- Librettist: J. D. McClatchy
- Language: English
- Based on: Stephen King's Dolores Claiborne
- Premiere: September 18, 2013 San Francisco Opera

= Dolores Claiborne (opera) =

2013 opera by Tobias Picker

Dolores Claiborne is an opera in two acts composed by Tobias Picker to a libretto by J. D. McClatchy. Based Stephen King's 1992 novel Dolores Claiborne, the opera was commissioned by the San Francisco Opera and premiered in San Francisco on September 18, 2013. In 2017, the New York City Opera performed the world premiere of a new chamber version of the opera at the 59E59 Theater A, directed by Michael Capasso. In 2019, it was produced by the Boston University Opera Institute.

== Roles ==

Roles, voice types, premiere cast
| Role | Voice type | Premiere cast, September 18, 2013 Conductor: George Manahan |
|---|---|---|
| Dolores Claiborne | mezzo-soprano | Patricia Racette |
| Vera Donovan | soprano | Elizabeth Futral |
| Joe St. George | bass-baritone | Wayne Tigges |
| Selena St. George | soprano | Susannah Biller |
| Detective Thibodeau | tenor | Greg Fedderly |

== Synopsis ==
===Act 1===
Dolores Claiborne is being interrogated about the recent death of Vera Donovan, a wealthy widow who employed Dolores as a maid for forty years. The police believe Dolores to be Vera's murderer, despite her claims to the contrary. While denying their accusations, she begins to tell the story of her life, her dead husband, and her estranged daughter. A series of flashbacks reveal that when she began working for Vera Donovan, Dolores was the victim of an abusive husband who, as she eventually learns, was also molesting their daughter. Vera and Dolores gradually develop a relationship during her first ten years of service. On the eve of a solar eclipse, Dolores confides in her employer about her husband and his abuse of both her and her daughter. Vera suggests Dolores take advantage of the up-coming eclipse to solve her problem, singing, "accidents can be an unhappy woman's best friend."

===Act 2===
The second act opens with Dolores preparing food and liquor for watching the solar eclipse with her husband. When her husband appears she provokes him into a rage, running off into the woods. While in pursuit, Dolores' husband falls into a well she had concealed with branches earlier. Dolores covers the well with planks, leaving her husband inside to die. Back in the present, the interrogation of Dolores continues. She is joined by Selena, her now adult daughter, who tells the police Dolores could not have murdered Vera as the two had become very close after 40 years together.
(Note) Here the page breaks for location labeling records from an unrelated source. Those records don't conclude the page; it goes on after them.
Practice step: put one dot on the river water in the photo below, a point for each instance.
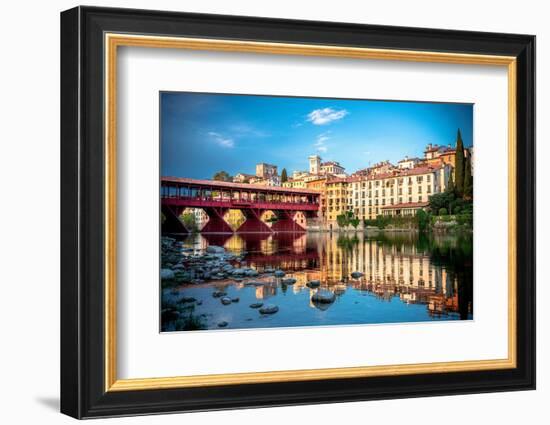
(406, 278)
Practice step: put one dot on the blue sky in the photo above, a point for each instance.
(205, 133)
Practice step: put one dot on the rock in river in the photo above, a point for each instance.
(323, 297)
(213, 249)
(184, 300)
(269, 309)
(167, 274)
(313, 284)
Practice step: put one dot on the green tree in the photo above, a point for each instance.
(190, 222)
(222, 176)
(441, 200)
(284, 176)
(459, 164)
(468, 180)
(450, 184)
(422, 220)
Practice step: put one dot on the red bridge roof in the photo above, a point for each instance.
(231, 185)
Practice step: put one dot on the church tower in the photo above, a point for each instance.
(314, 164)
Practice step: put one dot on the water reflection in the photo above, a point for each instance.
(405, 277)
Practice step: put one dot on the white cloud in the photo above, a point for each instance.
(325, 116)
(320, 142)
(225, 142)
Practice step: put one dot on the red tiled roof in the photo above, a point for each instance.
(406, 205)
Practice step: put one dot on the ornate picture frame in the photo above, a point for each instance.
(90, 41)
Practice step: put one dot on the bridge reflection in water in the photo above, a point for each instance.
(406, 278)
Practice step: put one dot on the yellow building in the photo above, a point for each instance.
(410, 189)
(337, 200)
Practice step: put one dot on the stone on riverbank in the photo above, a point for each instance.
(313, 284)
(213, 249)
(269, 309)
(184, 300)
(323, 297)
(167, 274)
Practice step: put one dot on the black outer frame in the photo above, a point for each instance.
(82, 212)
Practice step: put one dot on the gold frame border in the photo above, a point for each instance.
(113, 41)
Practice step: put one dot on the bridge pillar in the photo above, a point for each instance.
(216, 222)
(286, 222)
(172, 223)
(253, 222)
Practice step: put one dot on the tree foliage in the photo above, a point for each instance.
(450, 185)
(190, 222)
(441, 200)
(423, 220)
(468, 179)
(346, 219)
(459, 164)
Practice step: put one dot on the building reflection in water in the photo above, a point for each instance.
(435, 271)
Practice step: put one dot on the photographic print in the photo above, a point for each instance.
(283, 211)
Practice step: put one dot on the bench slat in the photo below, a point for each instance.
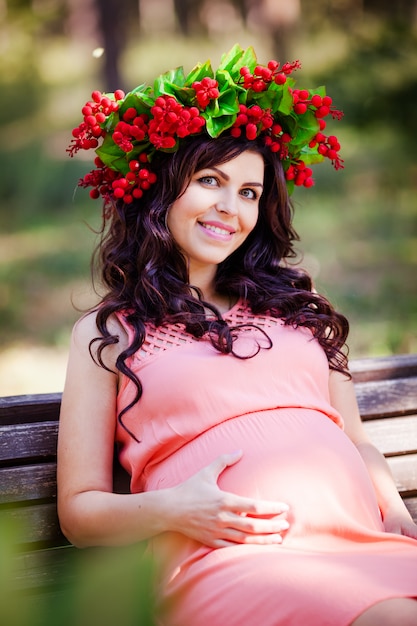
(43, 568)
(404, 470)
(381, 368)
(38, 524)
(28, 441)
(30, 408)
(394, 436)
(387, 397)
(28, 482)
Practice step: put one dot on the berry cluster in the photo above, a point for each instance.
(109, 183)
(300, 174)
(253, 119)
(253, 101)
(132, 127)
(205, 90)
(262, 76)
(171, 120)
(95, 113)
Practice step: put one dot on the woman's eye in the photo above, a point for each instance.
(208, 180)
(249, 193)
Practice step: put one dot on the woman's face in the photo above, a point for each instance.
(217, 211)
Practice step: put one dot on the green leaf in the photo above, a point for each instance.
(163, 83)
(200, 71)
(139, 100)
(286, 104)
(216, 125)
(229, 59)
(112, 155)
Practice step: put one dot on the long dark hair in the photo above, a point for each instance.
(145, 275)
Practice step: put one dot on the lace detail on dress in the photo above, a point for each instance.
(173, 335)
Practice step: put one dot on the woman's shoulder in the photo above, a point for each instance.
(86, 334)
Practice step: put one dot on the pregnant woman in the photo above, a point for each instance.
(219, 371)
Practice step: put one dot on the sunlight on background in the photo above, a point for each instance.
(358, 227)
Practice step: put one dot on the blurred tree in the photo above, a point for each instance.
(115, 19)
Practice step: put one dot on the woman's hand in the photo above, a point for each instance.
(219, 518)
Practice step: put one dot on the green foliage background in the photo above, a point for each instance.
(358, 227)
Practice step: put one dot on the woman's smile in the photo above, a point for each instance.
(217, 211)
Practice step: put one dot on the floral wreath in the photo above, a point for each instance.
(241, 97)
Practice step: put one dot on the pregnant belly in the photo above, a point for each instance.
(297, 456)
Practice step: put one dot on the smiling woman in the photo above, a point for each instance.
(215, 214)
(218, 369)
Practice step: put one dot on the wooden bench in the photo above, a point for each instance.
(387, 395)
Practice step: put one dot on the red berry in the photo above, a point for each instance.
(280, 79)
(317, 100)
(322, 111)
(300, 108)
(251, 131)
(118, 192)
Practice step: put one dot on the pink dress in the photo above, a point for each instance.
(335, 560)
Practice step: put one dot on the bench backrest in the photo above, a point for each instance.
(387, 394)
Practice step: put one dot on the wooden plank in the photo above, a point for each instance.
(43, 568)
(37, 524)
(404, 470)
(381, 368)
(26, 441)
(411, 504)
(28, 408)
(387, 397)
(395, 435)
(28, 482)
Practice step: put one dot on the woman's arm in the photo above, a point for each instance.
(395, 515)
(90, 514)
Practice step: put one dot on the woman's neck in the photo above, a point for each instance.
(204, 281)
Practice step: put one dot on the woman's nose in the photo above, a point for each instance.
(227, 204)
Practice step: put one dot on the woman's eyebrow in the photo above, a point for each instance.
(227, 177)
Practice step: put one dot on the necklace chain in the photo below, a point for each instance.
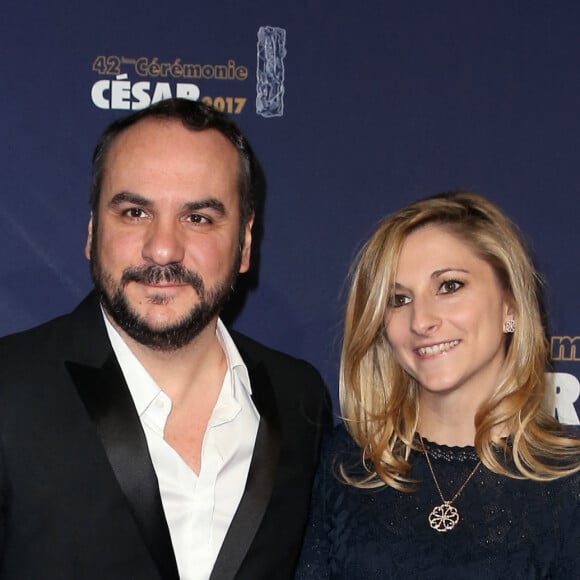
(445, 517)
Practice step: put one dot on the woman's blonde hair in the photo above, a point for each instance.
(379, 400)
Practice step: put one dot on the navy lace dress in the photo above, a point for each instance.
(508, 529)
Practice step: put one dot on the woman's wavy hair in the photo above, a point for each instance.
(379, 400)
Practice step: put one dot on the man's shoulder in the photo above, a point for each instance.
(258, 352)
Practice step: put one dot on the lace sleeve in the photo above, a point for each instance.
(313, 563)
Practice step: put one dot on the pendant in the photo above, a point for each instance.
(444, 517)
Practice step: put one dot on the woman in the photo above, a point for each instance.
(449, 466)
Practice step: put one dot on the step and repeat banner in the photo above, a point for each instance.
(353, 111)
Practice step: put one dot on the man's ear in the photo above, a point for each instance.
(89, 238)
(247, 245)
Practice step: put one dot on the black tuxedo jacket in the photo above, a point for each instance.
(79, 498)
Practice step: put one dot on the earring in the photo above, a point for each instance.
(509, 326)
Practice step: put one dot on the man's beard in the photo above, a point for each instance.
(174, 336)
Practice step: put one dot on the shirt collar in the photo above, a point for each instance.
(142, 386)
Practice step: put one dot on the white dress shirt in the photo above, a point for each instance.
(199, 508)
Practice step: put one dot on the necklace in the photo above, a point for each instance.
(444, 517)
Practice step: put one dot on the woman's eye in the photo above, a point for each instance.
(450, 286)
(399, 300)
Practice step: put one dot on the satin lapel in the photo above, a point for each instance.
(110, 406)
(260, 483)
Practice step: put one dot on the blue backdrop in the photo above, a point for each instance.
(353, 111)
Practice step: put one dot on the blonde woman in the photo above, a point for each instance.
(447, 465)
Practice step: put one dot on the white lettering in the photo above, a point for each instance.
(566, 393)
(122, 94)
(98, 94)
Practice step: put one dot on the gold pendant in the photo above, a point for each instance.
(444, 517)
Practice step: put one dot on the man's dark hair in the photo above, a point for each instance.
(194, 115)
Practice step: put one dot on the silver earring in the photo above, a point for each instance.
(509, 326)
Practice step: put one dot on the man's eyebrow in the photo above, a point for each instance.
(210, 203)
(443, 271)
(127, 197)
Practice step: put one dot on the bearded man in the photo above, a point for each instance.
(139, 437)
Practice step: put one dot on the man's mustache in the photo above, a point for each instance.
(170, 274)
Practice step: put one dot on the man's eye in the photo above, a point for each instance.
(398, 300)
(135, 213)
(196, 218)
(450, 286)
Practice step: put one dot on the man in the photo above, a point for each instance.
(139, 439)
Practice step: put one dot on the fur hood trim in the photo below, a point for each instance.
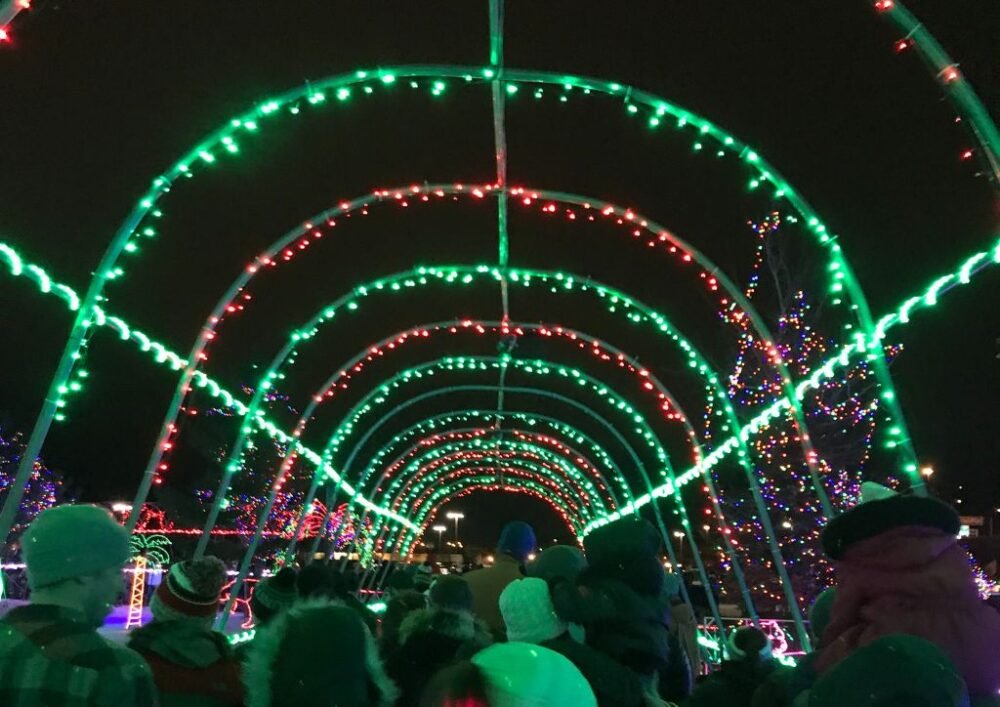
(266, 645)
(459, 625)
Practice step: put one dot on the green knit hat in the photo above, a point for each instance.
(73, 540)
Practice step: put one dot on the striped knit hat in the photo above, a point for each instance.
(192, 588)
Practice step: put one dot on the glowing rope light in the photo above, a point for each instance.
(249, 121)
(431, 449)
(427, 470)
(445, 420)
(979, 264)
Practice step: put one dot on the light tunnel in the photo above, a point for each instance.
(401, 484)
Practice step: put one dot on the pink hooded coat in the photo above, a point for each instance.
(901, 570)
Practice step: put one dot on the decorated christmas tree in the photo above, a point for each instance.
(841, 416)
(45, 486)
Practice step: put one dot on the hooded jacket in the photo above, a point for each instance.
(318, 653)
(487, 584)
(431, 639)
(191, 663)
(900, 570)
(632, 629)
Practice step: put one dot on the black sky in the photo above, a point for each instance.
(98, 96)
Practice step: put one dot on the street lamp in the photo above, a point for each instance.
(439, 529)
(455, 516)
(680, 554)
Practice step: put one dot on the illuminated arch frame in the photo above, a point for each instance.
(885, 6)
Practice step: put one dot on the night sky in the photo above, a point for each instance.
(99, 96)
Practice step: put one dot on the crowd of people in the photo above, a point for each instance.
(605, 625)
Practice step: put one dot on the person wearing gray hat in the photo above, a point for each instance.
(50, 651)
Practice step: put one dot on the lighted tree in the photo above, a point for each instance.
(841, 416)
(45, 487)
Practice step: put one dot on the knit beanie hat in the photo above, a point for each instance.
(190, 588)
(317, 653)
(452, 593)
(880, 510)
(525, 675)
(274, 594)
(527, 611)
(517, 539)
(893, 670)
(72, 541)
(559, 562)
(628, 551)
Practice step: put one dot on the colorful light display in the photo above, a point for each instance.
(756, 415)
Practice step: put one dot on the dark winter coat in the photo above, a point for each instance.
(633, 630)
(193, 666)
(732, 685)
(614, 685)
(431, 639)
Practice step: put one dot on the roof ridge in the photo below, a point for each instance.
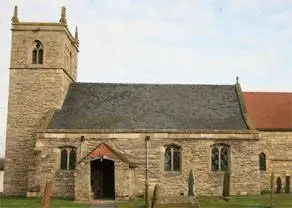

Shortly after it is revealed that Vera left her entire estate to Dolores, though Dolores curses her name in response. Back at her home, Selena asks her mother what really happened to Vera Donovan. The next scene reveals that Vera took her own life, throwing herself down a flight of stairs when Dolores was not looking. In the end, Selena leaves Dolores alone yet again, still having not forgiven her for the murder of her father.

== Reviews ==
Zachary Woolfe from the New York Times said:

There are lovely details throughout. Early in the first act, Vera’s admonition to her maids about properly hanging the sheets to dry, set to angular jitters, opens up into sumptuous ardor, then closes again into anxiety, with an ease of transition that recalls Janacek. The collaborators have invented an ingeniously creepy nursery rhyme for Joe (the resonant, fearless bass-baritone Wayne Tigges) to sing as he molests Selena, with a translucent, percussive accompaniment.